Sólo había piedras mudas y arenas polvorientas, como un paisaje lunar. Allí no había nada que explicar, nada que te conmoviera por su belleza de formas, por su música melodiosa, por su letra inspirada. Era sólo eso: un paisaje sin historia, sin nada que contar. Y uno recordaba tantos otros paisajes que con su arquitectura, su melodía, su literatura, su derecho a favor de los desfavorecidos, sus casas de acogida para los heridos de la vida, eran ámbitos que te dilataban la mirada y te ensanchaban el corazón.
Entonces me dirigí a una joven preciosa, para preguntarle algo que la dejó bloqueada en su rubor. No supo decir cuál era su color, ni la medida de su grandeza, ni siquiera el sabor que tenía; apenas pudo decir nada, pero tenía la total certeza de que aquello existía sin tener palabra con la que contarlo, ni pincel para poderlo pintar.
¿De qué se trataba? Ella, azarosa, hablaba del amor, sí, del amor. Sabes que es y está, que te llena y sobrepasa, pero no aciertas a contarlo por más que le des vueltas y vueltas. Se te nota porque la vida cambia, tu mirada tiene otro brillo, tu entraña otra piedad, y tus manos se hacen de pronto dadivosas como una bendición que no acaba. Porque hay cosas que te sostienen y sin embargo parece que no existen porque no las sabes contar. Así ocurre con Dios. E igual que sería despreciable si alguien censurase o privatizase el amor y la esperanza, sólo porque desborda nuestro modo de describirlos, ¿qué diríamos si la dimensión religiosa estuviera también proscrita como si fuera un apéndice malhadado que hay que tapar o evitar?
Todo esto me viene en estas fechas anuales, cuando se abre la inscripción para la clase de religión. No se trata de una catequesis en la escuela, que para eso está y basta la parroquia de cada uno. Sino que es una verdadera dimensión educativa, un factor que se necesita para poder comprender tantas cosas que pasan precisamente a través del fenómeno de la religión. De siempre el hombre ha percibido y descrito a su manera la relación con Dios: desde el hombre de las cavernas ancestrales hasta el de la tecnología espacial, todos han generado una expresión cultural respecto de ese Misterio.
En nuestra historia hispánica y europea, esta relación con Dios ha tenido un punto de encuentro totalmente particular y vinculante con el Cristianismo, con la religión Católica.
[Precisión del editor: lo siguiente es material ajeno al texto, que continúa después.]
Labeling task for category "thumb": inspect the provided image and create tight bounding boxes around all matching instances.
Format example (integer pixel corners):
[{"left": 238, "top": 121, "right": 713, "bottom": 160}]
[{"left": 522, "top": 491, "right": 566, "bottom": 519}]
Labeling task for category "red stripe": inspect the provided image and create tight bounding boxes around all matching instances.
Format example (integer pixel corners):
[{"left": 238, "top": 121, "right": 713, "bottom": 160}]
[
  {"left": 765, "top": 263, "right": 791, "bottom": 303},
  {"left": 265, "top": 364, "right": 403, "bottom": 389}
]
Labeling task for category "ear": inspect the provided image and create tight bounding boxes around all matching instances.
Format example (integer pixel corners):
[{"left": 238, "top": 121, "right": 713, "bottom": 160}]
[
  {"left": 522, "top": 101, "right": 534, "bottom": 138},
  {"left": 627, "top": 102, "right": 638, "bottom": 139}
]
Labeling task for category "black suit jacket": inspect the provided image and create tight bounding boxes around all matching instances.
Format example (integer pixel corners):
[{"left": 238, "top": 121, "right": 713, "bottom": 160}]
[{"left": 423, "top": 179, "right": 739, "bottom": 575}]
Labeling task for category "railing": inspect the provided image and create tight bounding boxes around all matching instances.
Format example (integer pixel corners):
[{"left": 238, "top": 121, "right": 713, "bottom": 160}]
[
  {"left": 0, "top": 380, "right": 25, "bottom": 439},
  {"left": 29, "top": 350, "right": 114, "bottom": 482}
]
Aunque no todos sean practicantes, sí que todos son culturalmente cristianos. Por eso, ignorar este factor significaría no entender, por desidia o por desdén, algo que nos constituye como pueblo y como civilización. La cultura que ha generado el Cristianismo, el derecho, las iniciativas sociales, las páginas de heroico testimonio y santidad, la literatura, la música, la escultura, la pintura, la arquitectura, todo quedaría relegado a una torpe censura en aras de un inculto prejuicio que acaba en ignorancia.
No reclamamos un privilegio, sino un derecho beneficioso, para que nuestras generaciones más jóvenes crezcan mejor formadas, sin censuras ideológicas ni ignorancias que harían de menos su bagaje cultural. El factor religioso aporta una serie de valores humanizadores que se derivan y nos abocan del bien, la paz, la solidaridad, la verdad y la apertura a Dios, cuya grandeza ni nos humilla ni nos acorrala. Es un Dios amigo que no nos enemista con los demás. Apuntar o apuntarnos a la religión Católica en la escuela, es una manera de cultivar una visión del mundo, tener un juicio sereno sobre las cosas, e ir asimilando la sabiduría bella y bondadosa que la cultura cristiana ha sido capaz de generar en sus dos mil años.